The input string is mix of some text with valid JSON:
<!DOCTYPE HTML PUBLIC "-//W3C//DTD HTML 4.0 Transitional//EN">
<TITLE>Title</TITLE>
<META http-equiv="Content-Type" content="text/html; charset=UTF-8" />
<META HTTP-EQUIV="Content-language" CONTENT="en">
<META HTTP-EQUIV="keywords" CONTENT="search words">
<META HTTP-EQUIV="Expires" CONTENT="0">
<script SRC="include/datepicker.js" LANGUAGE="JavaScript" TYPE="text/javascript"></script>
<script SRC="include/jsfunctions.js" LANGUAGE="JavaScript" TYPE="text/javascript"></script>
<link REL="stylesheet" TYPE="text/css" HREF="css/datepicker.css">
<script language="javascript" type="text/javascript">
function limitText(limitField, limitCount, limitNum) {
if (limitField.value.length > limitNum) {
limitField.value = limitField.value.substring(0, limitNum);
} else {
limitCount.value = limitNum - limitField.value.length;
}
}
</script>
{"List":[{"ID":"175114","Number":"28992"]}
The task is to deserialize the JSON part of it into some object.

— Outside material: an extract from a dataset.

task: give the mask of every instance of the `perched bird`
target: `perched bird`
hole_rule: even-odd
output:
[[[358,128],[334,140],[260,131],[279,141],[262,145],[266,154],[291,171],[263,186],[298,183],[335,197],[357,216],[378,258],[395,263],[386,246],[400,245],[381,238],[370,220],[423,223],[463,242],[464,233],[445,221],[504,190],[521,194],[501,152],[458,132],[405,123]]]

The string can begin with some text, but it surely contains the valid JSON. I've tried to use JSON validation REGEX, but there was a problem parsing such pattern in .NET.
So in the end I'd wanted to get only:
{
"List": [{
"ID": "175114",
"Number": "28992"
}]
}
Clarification 1:
There is only single JSON object in whole the messy string, but the text can contain {}(its actually HTML and can contain javascripts with <script> function(){..... )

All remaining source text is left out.